Whats all this about 300dpi

Firstly let me get a couple of things out of the way:

Image of Bea from the Pirate set.
There is no need for this image
to ever be printed at 300 dpi.
There isn't enough detail to warrant it.
1. Before anyone want s to point out the error I do realise that we are  really talking about PPI (Pixels per inch) but in this article which is directed towards the average crafter I'm going to stick to the common usage of DPI.

2. This article certainly isn't an in-depth look at dpi/ppi and printing and is only meant for the hobbiest crafter.
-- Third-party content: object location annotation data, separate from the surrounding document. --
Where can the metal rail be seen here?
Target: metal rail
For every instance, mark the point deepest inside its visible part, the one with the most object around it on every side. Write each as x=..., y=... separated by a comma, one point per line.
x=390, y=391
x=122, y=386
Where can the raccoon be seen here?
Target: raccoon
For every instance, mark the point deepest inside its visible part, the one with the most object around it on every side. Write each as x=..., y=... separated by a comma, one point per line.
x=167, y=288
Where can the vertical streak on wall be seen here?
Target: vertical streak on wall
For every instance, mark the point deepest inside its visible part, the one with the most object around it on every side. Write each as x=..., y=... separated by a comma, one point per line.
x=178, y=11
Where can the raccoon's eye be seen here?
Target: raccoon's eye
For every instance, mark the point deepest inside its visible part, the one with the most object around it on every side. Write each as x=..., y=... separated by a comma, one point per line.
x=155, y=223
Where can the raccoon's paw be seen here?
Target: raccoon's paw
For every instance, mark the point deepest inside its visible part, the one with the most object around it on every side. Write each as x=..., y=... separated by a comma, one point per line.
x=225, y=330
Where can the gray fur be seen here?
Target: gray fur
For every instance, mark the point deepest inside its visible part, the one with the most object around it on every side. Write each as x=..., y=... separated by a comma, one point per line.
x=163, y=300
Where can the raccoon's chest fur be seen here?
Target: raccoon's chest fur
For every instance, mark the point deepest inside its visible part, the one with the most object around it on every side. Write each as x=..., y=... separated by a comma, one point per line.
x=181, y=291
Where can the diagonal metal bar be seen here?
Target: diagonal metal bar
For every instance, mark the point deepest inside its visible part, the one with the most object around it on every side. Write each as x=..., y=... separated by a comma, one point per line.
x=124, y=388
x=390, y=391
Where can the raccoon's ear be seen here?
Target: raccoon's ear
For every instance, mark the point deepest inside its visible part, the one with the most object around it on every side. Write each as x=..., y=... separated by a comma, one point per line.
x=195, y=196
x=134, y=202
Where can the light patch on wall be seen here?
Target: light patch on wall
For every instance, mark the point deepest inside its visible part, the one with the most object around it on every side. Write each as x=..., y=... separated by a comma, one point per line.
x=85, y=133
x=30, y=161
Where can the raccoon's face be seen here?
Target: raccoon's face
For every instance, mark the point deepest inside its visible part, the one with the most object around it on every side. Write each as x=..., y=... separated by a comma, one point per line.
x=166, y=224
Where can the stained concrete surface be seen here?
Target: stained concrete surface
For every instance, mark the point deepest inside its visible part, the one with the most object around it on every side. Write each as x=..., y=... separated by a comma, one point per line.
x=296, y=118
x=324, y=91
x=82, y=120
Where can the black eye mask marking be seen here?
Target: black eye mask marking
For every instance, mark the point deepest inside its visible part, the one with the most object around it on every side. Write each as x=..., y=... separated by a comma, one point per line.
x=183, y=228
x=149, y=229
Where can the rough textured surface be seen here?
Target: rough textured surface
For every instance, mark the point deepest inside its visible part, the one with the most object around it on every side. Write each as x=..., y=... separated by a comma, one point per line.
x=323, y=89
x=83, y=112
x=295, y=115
I'm afraid if you are looking for a more in-depth article then you'll have to look elsewhere.

High Quality 300 dpi images.

I am seeing that phrase more an more in relation to craft downloads and craft cds. It's being used as a selling point however I have serious doubts as to whether it is as good as it seems. Everyone will know that all the images on are made at 150 dpi which is a decision we took after much research and advice. We did this mainly because the majority of our images are graphics rather than photos and few graphics have the subtle detail which requires 300 dpi, in fact you will get no more detail in a 300 dpi copy than you will a 150dpi.

A lovely multi coloured Sunset.
This image would look good at 300 dpi, ink
bleed on lower quality papers shouldn't
be too much if an issue.
Secondly there is a danger that your printed image will be worse by using 300 dpi rather than a lower one. When I first discussed this with friends they thought I was making it up BUT once they thought about it they realised they had all seen it. The problem is when we print out the designs we often aren't using quality of paper which a 300 dpi image requires. Sometimes we're printing onto white card and sometime just a white paper, neither of these can handle the quantity of ink being applied and in the case of card what were clear lines can actually bleed. In the case of paper not only can it suffer from bleed but it can also cause the paper to buckle as the ink dries.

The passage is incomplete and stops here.